While the study provides important preclinical evidence, it also has some limitations. The behavioral and molecular analyses were conducted in separate groups of mice, making it impossible to directly link individual behavioral outcomes with specific gene expression profiles. Only male mice were used, leaving open questions about how these effects might differ in females. In addition, the researchers note that cannabidiol often produces dose-dependent and sometimes opposing effects, a finding that complicates clinical translation..
“As we mentioned earlier, our study only evaluated the effects of two doses of cannabidiol, so it is possible that different doses would have yielded different results,” Aguilar noted. “Another limitation is that the study was conducted on mice, so the results cannot be directly extrapolated to humans.”

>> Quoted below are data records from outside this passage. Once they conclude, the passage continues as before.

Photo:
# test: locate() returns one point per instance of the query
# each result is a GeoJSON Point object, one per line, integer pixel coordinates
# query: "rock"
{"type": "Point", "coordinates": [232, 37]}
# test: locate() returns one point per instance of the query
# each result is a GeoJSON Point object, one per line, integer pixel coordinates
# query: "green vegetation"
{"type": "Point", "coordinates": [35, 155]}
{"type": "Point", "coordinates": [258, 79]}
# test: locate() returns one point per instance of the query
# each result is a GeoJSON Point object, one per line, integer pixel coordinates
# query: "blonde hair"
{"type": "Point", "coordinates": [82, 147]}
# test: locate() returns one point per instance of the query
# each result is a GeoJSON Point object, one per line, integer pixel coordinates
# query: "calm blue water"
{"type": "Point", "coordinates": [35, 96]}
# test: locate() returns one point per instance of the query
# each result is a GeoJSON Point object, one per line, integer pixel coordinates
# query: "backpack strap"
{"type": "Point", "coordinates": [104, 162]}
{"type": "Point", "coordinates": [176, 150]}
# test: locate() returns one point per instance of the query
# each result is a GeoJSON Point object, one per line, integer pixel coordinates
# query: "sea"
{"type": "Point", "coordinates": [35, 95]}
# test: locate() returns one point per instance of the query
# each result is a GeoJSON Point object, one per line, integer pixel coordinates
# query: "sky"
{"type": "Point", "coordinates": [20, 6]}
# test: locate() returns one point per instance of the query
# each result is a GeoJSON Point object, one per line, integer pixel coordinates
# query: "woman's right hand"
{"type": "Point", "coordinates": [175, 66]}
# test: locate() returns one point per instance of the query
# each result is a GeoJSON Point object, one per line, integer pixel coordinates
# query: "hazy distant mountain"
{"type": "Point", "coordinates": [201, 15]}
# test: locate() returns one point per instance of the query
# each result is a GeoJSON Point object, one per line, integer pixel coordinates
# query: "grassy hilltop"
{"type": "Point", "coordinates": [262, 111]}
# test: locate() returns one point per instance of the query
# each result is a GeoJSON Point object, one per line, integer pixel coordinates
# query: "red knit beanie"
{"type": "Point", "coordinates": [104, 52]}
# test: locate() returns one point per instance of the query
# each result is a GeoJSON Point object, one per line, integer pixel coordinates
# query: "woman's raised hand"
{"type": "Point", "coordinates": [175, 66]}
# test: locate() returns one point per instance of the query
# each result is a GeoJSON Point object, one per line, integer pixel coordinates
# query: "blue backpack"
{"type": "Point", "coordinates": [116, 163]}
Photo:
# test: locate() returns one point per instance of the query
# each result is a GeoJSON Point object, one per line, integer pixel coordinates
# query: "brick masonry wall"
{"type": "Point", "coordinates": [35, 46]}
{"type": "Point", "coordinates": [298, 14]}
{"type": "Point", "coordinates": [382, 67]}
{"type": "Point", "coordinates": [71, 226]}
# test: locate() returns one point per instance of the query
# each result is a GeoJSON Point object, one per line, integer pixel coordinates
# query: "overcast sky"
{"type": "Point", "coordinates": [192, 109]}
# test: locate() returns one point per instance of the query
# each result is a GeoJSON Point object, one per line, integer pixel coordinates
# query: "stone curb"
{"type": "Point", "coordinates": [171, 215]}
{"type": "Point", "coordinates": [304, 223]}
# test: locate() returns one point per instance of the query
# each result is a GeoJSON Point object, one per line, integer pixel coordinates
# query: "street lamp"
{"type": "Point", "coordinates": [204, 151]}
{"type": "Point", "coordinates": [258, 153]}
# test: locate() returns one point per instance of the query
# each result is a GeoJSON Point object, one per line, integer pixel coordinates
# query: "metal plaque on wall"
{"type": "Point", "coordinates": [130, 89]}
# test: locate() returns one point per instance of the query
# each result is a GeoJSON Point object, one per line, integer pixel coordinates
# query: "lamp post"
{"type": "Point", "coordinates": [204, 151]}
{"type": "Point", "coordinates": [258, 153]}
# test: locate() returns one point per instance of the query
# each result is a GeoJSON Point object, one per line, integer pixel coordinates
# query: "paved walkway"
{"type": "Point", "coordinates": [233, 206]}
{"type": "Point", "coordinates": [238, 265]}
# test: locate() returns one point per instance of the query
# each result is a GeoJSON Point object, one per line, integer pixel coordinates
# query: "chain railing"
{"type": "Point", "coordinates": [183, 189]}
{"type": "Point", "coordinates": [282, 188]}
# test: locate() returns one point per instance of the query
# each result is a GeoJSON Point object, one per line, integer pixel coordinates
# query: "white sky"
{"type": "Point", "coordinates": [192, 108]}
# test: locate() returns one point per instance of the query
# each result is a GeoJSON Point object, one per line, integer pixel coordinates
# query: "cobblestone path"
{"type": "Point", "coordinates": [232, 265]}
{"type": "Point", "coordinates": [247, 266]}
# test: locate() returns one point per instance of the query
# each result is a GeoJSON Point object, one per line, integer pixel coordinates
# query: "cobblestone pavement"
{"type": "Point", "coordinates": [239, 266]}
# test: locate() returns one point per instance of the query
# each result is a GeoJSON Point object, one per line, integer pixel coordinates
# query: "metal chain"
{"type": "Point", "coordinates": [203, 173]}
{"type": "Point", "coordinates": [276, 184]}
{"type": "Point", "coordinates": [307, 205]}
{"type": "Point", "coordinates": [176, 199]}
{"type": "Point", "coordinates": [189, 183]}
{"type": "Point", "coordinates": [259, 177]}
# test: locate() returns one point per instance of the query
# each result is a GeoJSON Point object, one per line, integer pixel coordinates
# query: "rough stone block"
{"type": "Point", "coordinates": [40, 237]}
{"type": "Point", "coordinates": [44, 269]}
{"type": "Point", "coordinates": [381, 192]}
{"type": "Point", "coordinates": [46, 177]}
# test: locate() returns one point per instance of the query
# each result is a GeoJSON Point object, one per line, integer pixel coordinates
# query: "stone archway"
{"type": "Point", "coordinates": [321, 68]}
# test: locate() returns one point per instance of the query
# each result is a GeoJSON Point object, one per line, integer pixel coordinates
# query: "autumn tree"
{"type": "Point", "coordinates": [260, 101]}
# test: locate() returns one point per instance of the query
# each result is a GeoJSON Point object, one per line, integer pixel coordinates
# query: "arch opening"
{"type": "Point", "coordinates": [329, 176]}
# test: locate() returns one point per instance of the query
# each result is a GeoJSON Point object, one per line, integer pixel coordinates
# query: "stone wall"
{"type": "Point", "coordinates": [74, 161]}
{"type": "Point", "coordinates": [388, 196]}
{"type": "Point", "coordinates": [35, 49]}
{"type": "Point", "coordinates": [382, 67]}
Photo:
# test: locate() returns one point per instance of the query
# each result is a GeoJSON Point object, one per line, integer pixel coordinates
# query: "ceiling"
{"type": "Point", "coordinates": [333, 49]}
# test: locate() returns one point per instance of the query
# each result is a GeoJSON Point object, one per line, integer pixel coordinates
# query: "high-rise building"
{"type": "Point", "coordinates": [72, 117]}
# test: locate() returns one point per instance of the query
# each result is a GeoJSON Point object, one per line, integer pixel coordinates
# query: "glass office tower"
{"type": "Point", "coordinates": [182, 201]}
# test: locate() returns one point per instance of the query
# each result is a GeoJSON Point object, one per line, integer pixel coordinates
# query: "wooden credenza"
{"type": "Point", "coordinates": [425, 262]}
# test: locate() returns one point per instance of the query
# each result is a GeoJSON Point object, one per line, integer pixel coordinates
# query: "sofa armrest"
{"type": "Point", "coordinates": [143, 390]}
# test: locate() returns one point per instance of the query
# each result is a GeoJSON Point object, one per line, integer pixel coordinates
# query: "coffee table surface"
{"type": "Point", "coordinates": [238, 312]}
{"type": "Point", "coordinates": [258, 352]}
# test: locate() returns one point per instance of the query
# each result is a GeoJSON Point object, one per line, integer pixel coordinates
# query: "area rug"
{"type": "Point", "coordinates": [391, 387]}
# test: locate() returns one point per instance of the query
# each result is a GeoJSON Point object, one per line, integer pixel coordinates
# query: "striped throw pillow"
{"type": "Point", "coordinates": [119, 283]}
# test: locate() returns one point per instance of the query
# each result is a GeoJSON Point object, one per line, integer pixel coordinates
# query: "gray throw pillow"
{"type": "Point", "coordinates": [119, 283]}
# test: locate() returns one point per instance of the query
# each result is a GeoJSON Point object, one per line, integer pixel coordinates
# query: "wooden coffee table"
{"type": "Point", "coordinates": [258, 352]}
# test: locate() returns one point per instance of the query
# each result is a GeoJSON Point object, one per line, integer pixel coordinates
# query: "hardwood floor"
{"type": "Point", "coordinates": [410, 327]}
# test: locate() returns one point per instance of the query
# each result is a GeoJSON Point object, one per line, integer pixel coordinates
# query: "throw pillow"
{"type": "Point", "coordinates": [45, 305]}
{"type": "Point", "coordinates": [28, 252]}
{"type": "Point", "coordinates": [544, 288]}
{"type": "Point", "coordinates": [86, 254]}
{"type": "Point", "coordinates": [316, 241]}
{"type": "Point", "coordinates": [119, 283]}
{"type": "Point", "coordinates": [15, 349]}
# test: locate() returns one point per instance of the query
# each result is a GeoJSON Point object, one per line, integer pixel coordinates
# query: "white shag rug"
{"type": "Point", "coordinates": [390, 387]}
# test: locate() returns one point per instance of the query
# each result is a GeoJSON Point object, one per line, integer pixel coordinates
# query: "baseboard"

The research team plans to test whether cannabidiol produces similar effects in female mice. They are also exploring other treatments to determine whether these can also reverse the negative consequences of adolescent social stress.
“The next step in our research will be to assess whether cannabidiol also reverses the effects of social stress in female mice,” Aguilar explained. “There are significant sex differences in the effects of stress as well as in the development of mental disorders and drug addiction. We also intend to evaluate the potential of other pharmacological treatments or environmental interventions, such as physical activity, to reverse the negative consequences of social stress.”
“Our work suggests that cannabidiol could be effective in treating stress-induced mental disorders, including drug use. However, this potential must be verified in clinical studies with humans.
The study, “Cannabidiol prevents social avoidance, potentiation of cocaine reward and gene expression alterations induced by exposure to intermittent social defeat in mice,” was authored by Maria Ángeles Martínez-Caballero, Daniela Navarro, Claudia Calpe-López, Abraham B. Torregrosa, Maria Pilar García-Pardo, Jorge Manzanares, and Maria Asunción Aguilar.